New Nuclear Weapons Tests and Contracts

Fall Quarterly 2017

While the rest of the world pursues the abolition of nuclear weapons, the highly militarized Trump White House is pursuing the Obama administration’s plans for a 30-year, $1 trillion rebuild of the US nuclear weapons complex. The massive rehab proposal is to eventually produce 80 new nuclear warheads a year.

On Aug. 8, the Department of Energy and US Air Force conducted two tests of the future B61-12 gravity bomb at Tonopah Test Range in Nevada. The unarmed test bomb drop—from an F-15E Strike Eagle, which the Air Force uses in US wars in Iraq, Afghanistan, Syria, and Libya—demonstrated the jet’s ability to wage nuclear war. The $12 billion B61-12 program “is progressing on schedule,” said Phil Calbos of the National Nuclear Security Administration (NNSA). The test involved new tailfin hardware designed by Boeing. NNSA wants the first usable B61-12 bomb to be finished in 2022 and intends to ship 180 of them to five “nuclear sharing” NATO partner states in Europe, replacing the ones already there.

On Aug. 21, the Air Force granted $349 million in contracts to Boeing, and $329 to Northrop Grumman and put the two giant weapons contractors into competition to replace the Minuteman III nuclear missile arsenal. One of the two contractors is expected to win the $100 billion contract to build over 400 brand new intercontinental ballistic missiles (ICBMs).

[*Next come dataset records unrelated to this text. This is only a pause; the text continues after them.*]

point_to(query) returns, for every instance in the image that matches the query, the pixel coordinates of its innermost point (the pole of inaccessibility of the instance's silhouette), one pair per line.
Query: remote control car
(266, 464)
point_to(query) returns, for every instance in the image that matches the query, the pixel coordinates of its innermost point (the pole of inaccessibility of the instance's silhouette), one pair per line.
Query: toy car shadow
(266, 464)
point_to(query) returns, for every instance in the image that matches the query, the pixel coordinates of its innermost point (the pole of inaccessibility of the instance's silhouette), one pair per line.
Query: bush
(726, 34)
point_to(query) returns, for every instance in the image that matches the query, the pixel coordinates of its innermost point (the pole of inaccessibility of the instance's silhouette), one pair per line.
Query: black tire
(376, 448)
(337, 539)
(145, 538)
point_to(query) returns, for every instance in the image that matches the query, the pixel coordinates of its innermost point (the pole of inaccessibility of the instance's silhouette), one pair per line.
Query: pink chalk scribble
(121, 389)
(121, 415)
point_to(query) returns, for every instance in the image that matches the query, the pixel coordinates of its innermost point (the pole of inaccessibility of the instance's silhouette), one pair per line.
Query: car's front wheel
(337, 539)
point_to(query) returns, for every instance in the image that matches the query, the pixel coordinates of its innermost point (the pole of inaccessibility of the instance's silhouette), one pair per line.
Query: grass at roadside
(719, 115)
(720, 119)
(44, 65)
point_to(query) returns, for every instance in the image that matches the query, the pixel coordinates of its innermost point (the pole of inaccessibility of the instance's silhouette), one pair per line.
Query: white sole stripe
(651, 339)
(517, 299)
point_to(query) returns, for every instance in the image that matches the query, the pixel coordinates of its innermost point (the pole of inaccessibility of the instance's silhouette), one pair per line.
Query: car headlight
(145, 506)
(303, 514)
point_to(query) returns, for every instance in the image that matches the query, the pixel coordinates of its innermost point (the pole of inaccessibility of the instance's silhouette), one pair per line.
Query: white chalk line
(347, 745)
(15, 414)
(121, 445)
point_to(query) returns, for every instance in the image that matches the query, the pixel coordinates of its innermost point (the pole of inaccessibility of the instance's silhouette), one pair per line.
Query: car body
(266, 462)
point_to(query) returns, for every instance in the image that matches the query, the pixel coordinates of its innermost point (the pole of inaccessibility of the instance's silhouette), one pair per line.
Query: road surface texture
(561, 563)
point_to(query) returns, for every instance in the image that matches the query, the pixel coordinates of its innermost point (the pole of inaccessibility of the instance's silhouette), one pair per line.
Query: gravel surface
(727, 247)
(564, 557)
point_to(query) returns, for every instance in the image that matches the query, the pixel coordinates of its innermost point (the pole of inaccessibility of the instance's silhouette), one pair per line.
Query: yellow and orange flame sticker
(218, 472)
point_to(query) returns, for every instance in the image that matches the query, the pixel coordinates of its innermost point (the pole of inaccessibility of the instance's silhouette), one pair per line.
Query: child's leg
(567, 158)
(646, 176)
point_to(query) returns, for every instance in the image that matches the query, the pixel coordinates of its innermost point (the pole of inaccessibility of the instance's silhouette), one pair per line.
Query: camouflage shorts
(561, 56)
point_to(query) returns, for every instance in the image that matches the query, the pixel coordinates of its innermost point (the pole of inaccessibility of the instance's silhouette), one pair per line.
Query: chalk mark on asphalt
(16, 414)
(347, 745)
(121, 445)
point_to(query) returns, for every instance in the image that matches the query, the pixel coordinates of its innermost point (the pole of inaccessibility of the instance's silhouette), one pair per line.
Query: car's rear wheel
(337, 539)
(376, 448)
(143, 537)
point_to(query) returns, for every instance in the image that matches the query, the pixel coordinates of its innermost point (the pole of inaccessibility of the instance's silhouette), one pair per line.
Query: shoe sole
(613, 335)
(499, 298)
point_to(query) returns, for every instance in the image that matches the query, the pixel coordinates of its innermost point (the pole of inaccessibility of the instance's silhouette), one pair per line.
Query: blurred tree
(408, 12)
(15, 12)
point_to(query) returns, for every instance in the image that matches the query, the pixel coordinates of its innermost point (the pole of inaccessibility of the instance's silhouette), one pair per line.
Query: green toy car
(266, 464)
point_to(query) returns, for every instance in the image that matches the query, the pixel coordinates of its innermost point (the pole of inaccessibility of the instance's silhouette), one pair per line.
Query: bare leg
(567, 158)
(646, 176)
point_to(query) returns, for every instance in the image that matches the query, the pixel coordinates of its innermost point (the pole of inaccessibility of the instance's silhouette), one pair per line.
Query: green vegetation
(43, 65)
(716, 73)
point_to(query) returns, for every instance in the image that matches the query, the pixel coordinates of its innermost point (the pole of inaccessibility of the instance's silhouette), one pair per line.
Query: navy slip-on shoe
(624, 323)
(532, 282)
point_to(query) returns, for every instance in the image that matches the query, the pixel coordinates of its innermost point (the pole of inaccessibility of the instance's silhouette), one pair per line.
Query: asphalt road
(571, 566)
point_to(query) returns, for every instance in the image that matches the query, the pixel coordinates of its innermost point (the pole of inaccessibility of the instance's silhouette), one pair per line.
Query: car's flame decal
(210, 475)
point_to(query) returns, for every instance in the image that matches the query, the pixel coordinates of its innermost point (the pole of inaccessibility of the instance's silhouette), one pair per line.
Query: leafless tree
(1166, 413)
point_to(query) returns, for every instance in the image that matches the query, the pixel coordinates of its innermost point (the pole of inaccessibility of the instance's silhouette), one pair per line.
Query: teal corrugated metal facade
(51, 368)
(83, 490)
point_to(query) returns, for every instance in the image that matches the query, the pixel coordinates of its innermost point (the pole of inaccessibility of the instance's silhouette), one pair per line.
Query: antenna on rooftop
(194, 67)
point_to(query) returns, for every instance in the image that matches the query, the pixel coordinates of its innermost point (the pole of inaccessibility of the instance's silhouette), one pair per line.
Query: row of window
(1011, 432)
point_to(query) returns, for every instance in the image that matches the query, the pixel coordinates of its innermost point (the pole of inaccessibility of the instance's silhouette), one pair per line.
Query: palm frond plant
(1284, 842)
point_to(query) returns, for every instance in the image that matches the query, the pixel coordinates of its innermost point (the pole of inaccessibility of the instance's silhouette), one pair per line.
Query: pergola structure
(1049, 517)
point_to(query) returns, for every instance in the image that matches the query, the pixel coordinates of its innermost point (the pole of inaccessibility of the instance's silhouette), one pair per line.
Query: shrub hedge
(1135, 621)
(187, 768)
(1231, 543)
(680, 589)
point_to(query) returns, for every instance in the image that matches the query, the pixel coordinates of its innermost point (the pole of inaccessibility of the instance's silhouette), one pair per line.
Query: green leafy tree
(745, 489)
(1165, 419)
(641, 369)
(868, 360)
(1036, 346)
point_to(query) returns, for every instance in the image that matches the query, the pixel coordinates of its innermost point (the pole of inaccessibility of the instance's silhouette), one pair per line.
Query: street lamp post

WallStreet.com online reported about the new Air Force ICBM contracts, and their part in the overall build-up, that“ A review by the Arms Control Association, a nonpartisan, nuclear weapons watchdog, [found] the total 30-year cost of the program could rise to $1.5 trillion”—$500 billion beyond what the Obama Administration first proposed in 2016.